Один из них сунулся в бумагу, профессионально оглядел очередь и безошибочно приложил два пальца к фуражке именно перед Самсут.
— Гхоловина, — по-гречески оглушая букву «г», прочел он, — Самсут Матосовна?
— Я, — пролепетала Самсут по-русски.
— Sind Sie Deutsche?[13] — удивился, переходя на немецкий, полицейский.
— Нет-нет, я русская, — уже перешла на английский Самсут. — Я русская… то есть армянка, — неизвестно зачем испуганно добавила она.
Но полицейских такие подробности уже не интересовали.
— Вам необходимо пройти с нами, — сказал один из них, должно быть, старший, после чего оба твердо взяли ее под руки с обеих сторон и повели прочь от стойки.
Последним, что она увидела, был понимающе-осуждающий взгляд толстухи, в котором читалось: «Вот к чему всегда и приводит легкая беспринципная жизнь!».
Отделение полиции, всегда связывавшееся у Самсут с прокуренной заплеванной комнатой, с деревянными скамейками и хамоватыми физиономиями, совсем неожиданно оказалось уютной комнатой, уставленной вьющимися растениями, и даже с небольшой иконкой в углу рядом с трогательным кипрским флагом, напоминающим застигнутую в полете белку-летягу.
Ей учтиво предложили сесть и на плохом английском поставили в известность о том, что по заявлению администрации отеля «Афродита» она обвиняется в том, что скрылась из отеля, не оплатив проживания в течение трех суток.
«Господи, спасибо, что не в убийстве!» — мысленно воскликнула Самсут.
— Что вы можете сказать по поводу этого заявления? — так же вежливо и едва не улыбаясь, спросил полицейский.
— Я… это недоразумение… Я и не должна была платить за номер. Все расходы брал на себя организатор тура.
— У вас есть его координаты?
— Нет… — проговорила Самсут. Не могла же она продиктовать им мобильный телефон Льва, чтобы тот приехал за ней в участок.
— Но название фирмы вы сказать можете? Мы свяжемся с ними, их представитель подъедет, отрегулирует финансовый вопрос — и вы свободны.
Самсут молчала, глядя в пол.
Полицейские переглянулись.
— Вот что, миссис Гхоловина, — проговорил один из них. — Есть и другой вариант. Вы могли бы внести деньги, четыреста пятьдесят долларов, на счет отеля прямо здесь, в аэропорту, а уже дома предъявить этой вашей фирме квитанцию к оплате. В таком случае вы еще успеете на ваш рейс.
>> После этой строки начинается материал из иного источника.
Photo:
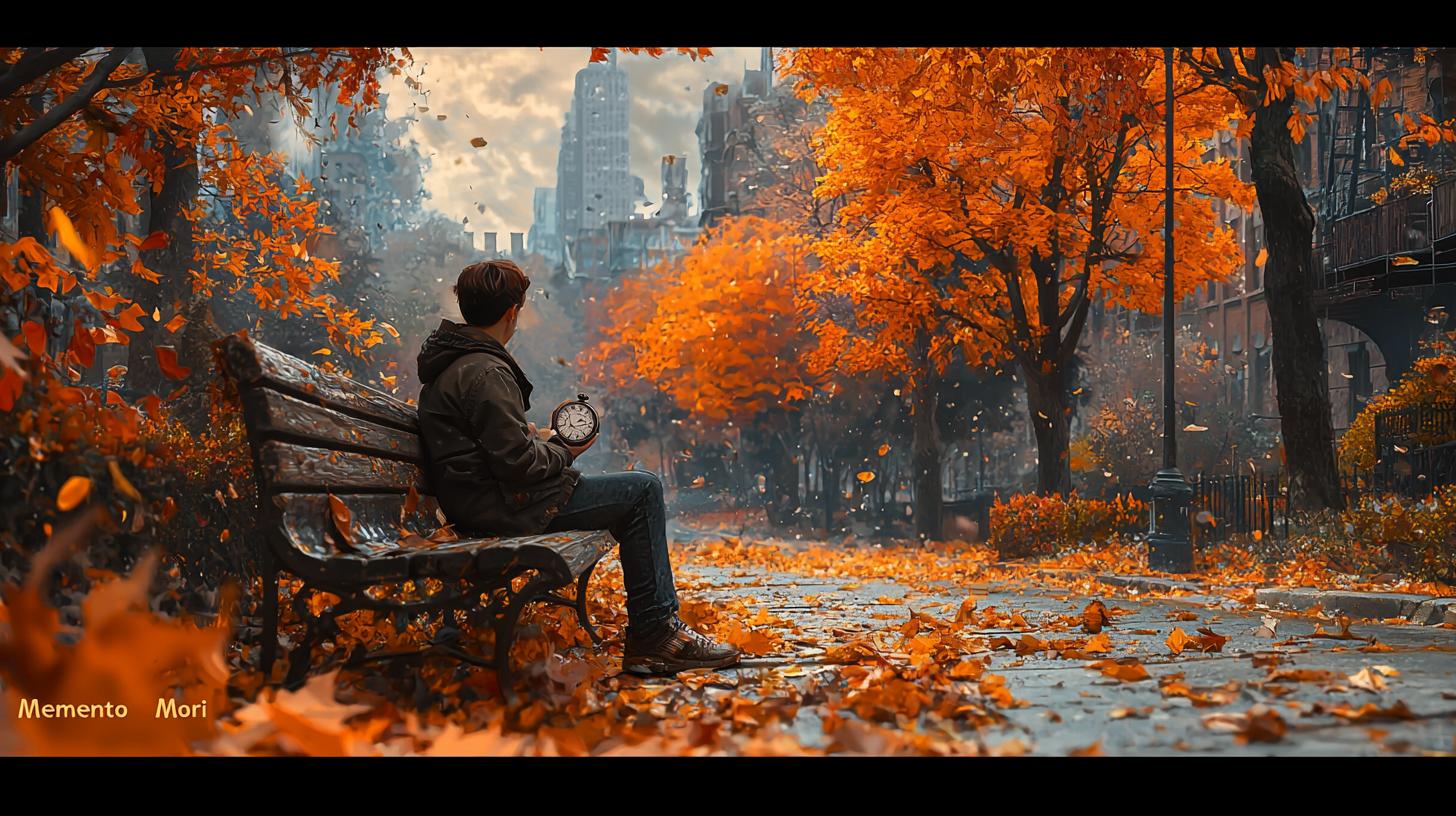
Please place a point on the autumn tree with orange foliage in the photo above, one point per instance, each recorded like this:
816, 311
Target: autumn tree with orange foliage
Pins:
996, 194
1277, 91
125, 156
107, 139
719, 335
— Да-да, конечно, — вскинулась Самсут. Привычным жестом она повела левым плечом, на котором всегда носила свою сумочку, и… похолодела от ужаса. Сумочка осталась на вилле, и, соответственно, там же осталась и банковская карточка — подарок отца.
— Но у меня наличными осталось всего семьдесят долларов… — жалко пролепетала Самсут. — Понимаете, у меня есть деньги, честное слово. Но они на карточке. А карточку я потеряла.